Le même document décrit sommairement le risque encouru par la commune : « L’estuaire de la rivière Le Lay est soumis à des risques d’inondation fluviale et de submersion marine. Le Lay […] connaît régulièrement des crues importantes, les épisodes de crues se produisent généralement durant la période hivernale ».

 

Cette zone de l’estuaire du Lay était d’ailleurs dans le collimateur des services départementaux. Un rapport réalisé en 2008 par un ingénieur de la DDE de la Vendée, Stéphane Raison **, soulignait que « la conjonction de deux phénomènes, de crue dans l’estuaire du Lay et de submersion marine, pourrait avoir un impact très important sur les zones densifiées à l’arrière d’un réseau de digues vieillissant ». Avant de conclure : «  sur le secteur littoral, la zone de l'estuaire du Lay est la zone la plus dangereuse du département, le Lay étant un cours d'eau majeur drainant une surface représentant la moitié du département de la Vendée, exposée à des phénomènes marins extrêmes amplifiés par l'effet de baie dans la baie de l'Aiguillon ». Danger d’autant plus accru que la jeune commune de La Faute-sur-Mer (créée après la Seconde guerre mondiale) s’est urbanisée de manière importante dans les années 1980 avec plus de 3 000 maisons construites derrière les digues…

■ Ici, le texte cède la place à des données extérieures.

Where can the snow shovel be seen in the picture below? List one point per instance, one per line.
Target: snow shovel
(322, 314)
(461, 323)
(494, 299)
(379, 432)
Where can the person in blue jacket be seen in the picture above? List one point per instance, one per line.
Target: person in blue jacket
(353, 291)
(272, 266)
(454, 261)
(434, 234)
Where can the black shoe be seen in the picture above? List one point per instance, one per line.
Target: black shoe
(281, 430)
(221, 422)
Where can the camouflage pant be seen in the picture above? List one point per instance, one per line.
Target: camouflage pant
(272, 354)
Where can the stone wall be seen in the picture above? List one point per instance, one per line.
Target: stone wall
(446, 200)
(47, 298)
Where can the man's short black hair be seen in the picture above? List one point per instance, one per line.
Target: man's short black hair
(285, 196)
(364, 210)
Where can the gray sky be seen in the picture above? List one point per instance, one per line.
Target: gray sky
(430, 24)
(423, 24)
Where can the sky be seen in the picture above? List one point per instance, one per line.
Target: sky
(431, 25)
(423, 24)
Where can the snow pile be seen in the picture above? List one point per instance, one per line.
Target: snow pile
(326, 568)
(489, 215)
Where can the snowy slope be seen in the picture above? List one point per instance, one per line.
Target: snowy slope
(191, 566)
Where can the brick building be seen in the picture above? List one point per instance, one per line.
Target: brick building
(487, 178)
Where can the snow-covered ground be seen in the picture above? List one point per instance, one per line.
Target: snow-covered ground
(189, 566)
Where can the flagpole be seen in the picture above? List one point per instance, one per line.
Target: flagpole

Le classement des risques dans les communes de Vendée * :

 

0 : commune non concernée

 

1 : risque avec enjeux humains

 

2 : commune où le risque (enjeu humain) n’est pas encore clairement défini

 

3 : commune soumise à l’aléa sans enjeu humain

 

 

* Selon le « Dossier départemental des risques majeurs »

Qui est responsable ?

 

Aux regards de ces éléments et en attendant la remise du rapport sur la tempête Xynthia à Nicolas Sarkozy, il y a fort à parier que la définition des responsabilités de chacun va être l’occasion d’un âpre combat juridique. Des bruits courent déjà, de-ci de-là, que des enjeux financiers et immobiliers auraient incité certains édiles de la commune à ignorer les rappels à l’ordre de la Préfecture… Il semble, en outre, que les digues n’ont pas été entretenues comme elles auraient du l’être.

Toujours est-il qu’en vertu des articles L 2212-25, L 2212-4 et L 2215-1 du Code Général des collectivités territoriales et au titre des risques encourus par La Faute-sur-Mer, la Préfecture de Vendée et le maire se devaient d’agir en raison de leurs pouvoirs de police générale. Ils ne l’ont visiblement pas fait…

 

Il ne faut pas oublier également que les cartes du PPRI sont consultables par tous et que, lorsqu’on acquiert un terrain pour y faire construire, il semble logique de consulter ce type de document public.

 

Rappelons que Xynthia a fait 59 morts, dont près de la moitié à La Faute-sur-Mer…

 

* Le Figaro du jeudi 11 mars 2010.

 

** Stéphane Raison, « Le classement des digues littorales au titre de la sécurité civile : un exemple de mise en oeuvre en Vendée », Direction Départementale de l’Equipement de la Vendée, Service Maritime et des Risques

 

 

 

> L'urbanisme galopant n'est pas en cause que sur le littoral. Selon une étude de l'IFEN (Insitut français de l'Environnement),près de 100 000 logements auraient été construits dans les zones inondables (zones de crues) dans 424 communes de plus de 10 000 habitants, entre 1999 et 2006.